谭蓓蓓妹妹:婚事黄了记者辗转了解到,在谭蓓蓓的山东烟台老家,她32岁的双胞胎妹妹按照计划,定于8月24日成婚。可是,7月24日,假装肚子疼的谭蓓蓓将胡伊萱骗回了家,欲实施强奸未得逞后,与丈夫一起将其杀害。当时的谭蓓蓓或许不曾想到,妹妹的终身大事毁在了自己的手上。此案发生后,轰动全国,不仅黑龙江,烟台当地媒体也做了报道,谭蓓蓓妹妹的男友一家看到报道后十分震惊,男方全家立即决定终止与谭蓓蓓妹妹的关系,取消婚礼。
——”记者辗转了解到“,虽然新闻来源模糊,但至少有所交代。
——”当时的谭蓓蓓或许不曾想到,妹妹的终身大事毁在了自己的手上。“,这个可以看成是记者的渲染。不过可能读者的情绪会引起不同的反应。比如,觉得恶有恶报,觉得同情,觉得活该,觉得悲哀,等等。
——”十分震惊“”立即决定“,这里也可以看成是记者的渲染,也可以看成是适当需要的形容词。
不过就这一段来说,我认为,并没有过度渲染受害人家属的隐私,尽可能客观描述了。白云江弟弟:小买卖难以为继据介绍,白云江的父母育有三个儿子,白云江排行老二。据知情人表示,20岁左右时的白云江在老家干过一段农活,后来,到县城和朋友做小生意。离婚两次后,白云江去了山东烟台,在当地一家公司做起了司机。白云江的弟弟在当地做一个维持一家人生计的小本生意。可随着哥哥案发,白云江弟弟的买卖干不下去了,据知情者表示:“我们这里地方小,他家出了这么大的事儿,全城都知道了,谁还能去捧他的场?谁还能跟他合作?”至于今后的生活怎么维系,白云江的弟弟一脸茫然。

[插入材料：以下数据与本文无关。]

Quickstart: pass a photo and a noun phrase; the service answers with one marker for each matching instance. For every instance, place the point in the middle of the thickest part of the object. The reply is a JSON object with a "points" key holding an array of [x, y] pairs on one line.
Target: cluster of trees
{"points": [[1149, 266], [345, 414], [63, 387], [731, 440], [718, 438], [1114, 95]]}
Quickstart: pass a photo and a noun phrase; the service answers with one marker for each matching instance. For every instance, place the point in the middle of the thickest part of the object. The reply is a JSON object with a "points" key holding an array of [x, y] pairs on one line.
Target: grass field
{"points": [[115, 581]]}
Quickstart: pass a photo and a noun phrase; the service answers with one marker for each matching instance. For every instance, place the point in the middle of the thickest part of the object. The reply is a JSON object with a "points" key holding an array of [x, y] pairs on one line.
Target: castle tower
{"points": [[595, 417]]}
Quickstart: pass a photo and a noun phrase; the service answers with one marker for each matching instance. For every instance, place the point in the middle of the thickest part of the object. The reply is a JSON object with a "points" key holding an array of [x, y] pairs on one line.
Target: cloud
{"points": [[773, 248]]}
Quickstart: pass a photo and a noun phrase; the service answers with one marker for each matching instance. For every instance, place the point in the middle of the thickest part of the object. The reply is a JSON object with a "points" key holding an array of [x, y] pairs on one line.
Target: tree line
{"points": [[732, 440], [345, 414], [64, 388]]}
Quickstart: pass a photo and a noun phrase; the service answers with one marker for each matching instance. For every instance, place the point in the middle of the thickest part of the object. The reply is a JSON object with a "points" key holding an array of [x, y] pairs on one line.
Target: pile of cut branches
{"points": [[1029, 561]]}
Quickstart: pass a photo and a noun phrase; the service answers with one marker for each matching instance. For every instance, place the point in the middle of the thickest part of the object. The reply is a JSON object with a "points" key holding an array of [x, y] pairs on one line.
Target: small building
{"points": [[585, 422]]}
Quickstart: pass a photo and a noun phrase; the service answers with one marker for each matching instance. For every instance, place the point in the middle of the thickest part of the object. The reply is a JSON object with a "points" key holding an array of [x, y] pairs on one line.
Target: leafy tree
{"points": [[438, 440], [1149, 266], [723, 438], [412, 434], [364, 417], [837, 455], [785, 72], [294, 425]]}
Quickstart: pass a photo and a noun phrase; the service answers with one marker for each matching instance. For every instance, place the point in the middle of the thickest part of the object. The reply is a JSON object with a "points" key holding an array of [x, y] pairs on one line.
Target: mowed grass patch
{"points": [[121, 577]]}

——”据介绍“、”据知情人“、”据知情者“,同样为交代了新闻来源,不过比较模糊。
——知情者的话,读者可以认为是记者采访而来,当然,也可以认为是记者借知情者的口,说出记者想传达给读者的想法。
——“白云江的弟弟在当地做一个维持一家人生计的小本生意。可随着哥哥案发,白云江弟弟的买卖干不下去了 至于今后的生活怎么维系,白云江的弟弟一脸茫然。”
买卖干不下去了,我认为可以理解为客观的表述。
弟弟一脸茫然,我想,可以理解为记者想给这篇报道的结尾做稍微文学性的处理,同时,应该也能引起读者一些思绪吧。

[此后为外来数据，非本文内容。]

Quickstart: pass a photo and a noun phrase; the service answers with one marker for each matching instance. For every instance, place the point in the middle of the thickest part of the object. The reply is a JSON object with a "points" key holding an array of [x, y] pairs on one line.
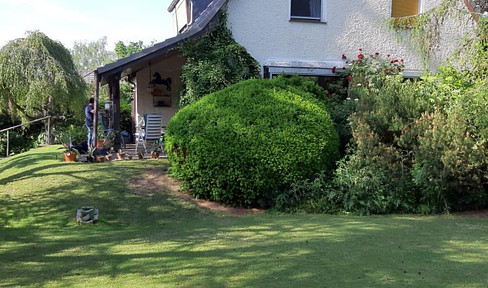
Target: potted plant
{"points": [[69, 151], [91, 154], [120, 154]]}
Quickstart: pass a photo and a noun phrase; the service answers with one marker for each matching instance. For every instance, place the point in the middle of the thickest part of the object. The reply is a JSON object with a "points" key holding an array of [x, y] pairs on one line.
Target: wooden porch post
{"points": [[115, 84], [95, 105]]}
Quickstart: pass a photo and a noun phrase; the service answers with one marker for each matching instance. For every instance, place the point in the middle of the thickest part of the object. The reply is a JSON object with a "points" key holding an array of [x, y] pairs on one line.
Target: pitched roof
{"points": [[124, 66]]}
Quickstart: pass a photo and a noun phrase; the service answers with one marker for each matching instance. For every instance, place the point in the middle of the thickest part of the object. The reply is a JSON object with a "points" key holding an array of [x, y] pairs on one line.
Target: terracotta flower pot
{"points": [[69, 157]]}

报道应该说,是尽量做到了客观还原与案情相关的情况。@刘竹溪(而且罪犯/犯罪嫌疑人家属被社会排斥本身就是一个很值得关注的社会现象,只是这个例子特别典型,有拿出来作为公共议题讨论的价值)@蕭瀟这事儿变成这样,嫌疑人的家庭所面临的困境,确实是很值得作为公众话题进行讨论的,所以媒体纯粹的事实报道无可厚非。但媒体的关注不应当在嫌疑人家庭的成员,尤其是他们面对一些两难问题的抉择上,而是应该尽量淡化这件事情对于嫌疑人家庭成员个人生活的影响,虽然一些影响已经不可逆转。而社会和公众应该做的,是怎样能够更冷静和公平的看待嫌疑人家庭成员;尤其应该思考出解决方案,帮助刚出生的小生命能够健康成长。而对于这个新生儿的将来来说,不关注远比关注更有益。至于媒体一些报道态度,有需求才有供应,可能远不止是新闻伦理的问题,而是社会伦理的问题了。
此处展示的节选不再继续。